I could hear my friend laughing down the phone at me, are you surviving? She’s my rock, the one that helps me if I fall a little. It’s like the support network in an AA group. Oh dear, this is not an addiction, but a trial, a program, a test.

When I’ve discussed my situation with my friends they look at me with an odd expression. First impressed, then confused. But why do you want to do that to yourself? I can see it laced in their eyes. To take something away that is so great, what is the point?

Some times I don’t know what the point is.

I have started to look at men differently. With more interest, not interest in their bodies, looks etc, but their minds. What do you think they are thinking when they see me? Before I would just think they wanted to jump my bones, now, I see beyond that, into something much deeper, more complex. Of course I have the intelligence to see beyond men’s sexual appetite, but now I’m more interested in their darkness.

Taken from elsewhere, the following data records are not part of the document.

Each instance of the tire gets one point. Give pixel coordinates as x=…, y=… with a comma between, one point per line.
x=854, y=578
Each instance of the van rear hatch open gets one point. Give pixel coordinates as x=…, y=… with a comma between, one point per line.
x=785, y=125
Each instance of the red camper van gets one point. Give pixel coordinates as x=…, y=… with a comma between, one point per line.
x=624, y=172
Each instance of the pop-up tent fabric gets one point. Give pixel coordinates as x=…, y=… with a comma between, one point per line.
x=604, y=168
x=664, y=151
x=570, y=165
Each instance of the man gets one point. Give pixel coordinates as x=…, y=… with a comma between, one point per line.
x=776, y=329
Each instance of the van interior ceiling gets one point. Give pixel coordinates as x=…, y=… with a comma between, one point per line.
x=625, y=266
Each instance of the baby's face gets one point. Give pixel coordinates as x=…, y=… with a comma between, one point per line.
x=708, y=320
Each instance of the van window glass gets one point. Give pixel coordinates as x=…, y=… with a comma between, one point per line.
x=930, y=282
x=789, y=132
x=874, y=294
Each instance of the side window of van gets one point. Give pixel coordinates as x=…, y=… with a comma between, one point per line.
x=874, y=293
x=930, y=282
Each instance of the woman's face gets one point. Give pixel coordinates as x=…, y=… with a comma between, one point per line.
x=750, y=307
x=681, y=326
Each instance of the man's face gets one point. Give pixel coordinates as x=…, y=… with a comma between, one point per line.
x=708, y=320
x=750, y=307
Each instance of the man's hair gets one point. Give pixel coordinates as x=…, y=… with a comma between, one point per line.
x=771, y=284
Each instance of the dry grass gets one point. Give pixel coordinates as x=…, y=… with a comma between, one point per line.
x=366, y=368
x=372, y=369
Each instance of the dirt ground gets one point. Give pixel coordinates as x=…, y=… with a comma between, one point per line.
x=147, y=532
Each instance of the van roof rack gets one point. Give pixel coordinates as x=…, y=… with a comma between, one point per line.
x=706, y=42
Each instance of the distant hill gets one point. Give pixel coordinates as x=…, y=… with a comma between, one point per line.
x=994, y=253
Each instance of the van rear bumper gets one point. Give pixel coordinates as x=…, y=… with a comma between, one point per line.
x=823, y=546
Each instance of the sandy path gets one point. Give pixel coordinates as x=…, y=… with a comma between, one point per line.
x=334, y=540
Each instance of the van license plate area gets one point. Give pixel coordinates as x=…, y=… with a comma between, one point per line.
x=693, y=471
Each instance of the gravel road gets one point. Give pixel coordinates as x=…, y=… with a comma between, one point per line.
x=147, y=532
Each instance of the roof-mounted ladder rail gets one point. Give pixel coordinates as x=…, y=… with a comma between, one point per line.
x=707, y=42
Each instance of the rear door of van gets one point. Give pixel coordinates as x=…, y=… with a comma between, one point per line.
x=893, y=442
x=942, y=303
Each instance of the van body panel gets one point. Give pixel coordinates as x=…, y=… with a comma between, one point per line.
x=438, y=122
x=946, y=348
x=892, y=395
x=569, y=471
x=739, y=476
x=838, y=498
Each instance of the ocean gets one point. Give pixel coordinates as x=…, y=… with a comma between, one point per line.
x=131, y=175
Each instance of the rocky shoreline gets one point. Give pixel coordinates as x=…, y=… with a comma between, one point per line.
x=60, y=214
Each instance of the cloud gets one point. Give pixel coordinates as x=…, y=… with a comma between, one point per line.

There is something that they carry which women do not have, something truly secretive. I am generalising far too much in this one, but I think it is a valid point.

Do they pity me, like my friends who try to look encouraging? Maybe that is it. Maybe. They pity for me because I am a woman and women suffer, for my suffering I will weep. So they pity.

I have been accepted by my boyfriend after finally he has been tempting me for days. So now I have the others to contend with. A particular older man who I sat next to at a dinner party was one story. He warmed to me, sweetly, and the conversation was brilliant, I laughed, he laughed, I laughed again and as he went for the next laugh he slung his head on my shoulder like a schoolgirl. I laughed forward, not wanting to draw attention to this advance, but shoving him off effectively. He handed me the coffee and held my hand while I poured, I looked up at him as the party went on around us. Let’s get out of here, he said with an odd smile, I could see from the state of his teeth that he was about the same age as my father. Let’s make a run for it, my place. And then he lunged for my ear, nibbling away like a hungry kitten. I felt nauseous, maybe from the wine, but now accelerated by this geriatric trying to remove my lobe.

I had to get out, I downed the coffee and swiftly exited. The rain was pouring, again, and I could hear him calling my name down the street. The rain was soaking my face, clearing the feeling that kept washing back up from my body to my thoughts, come back, come back.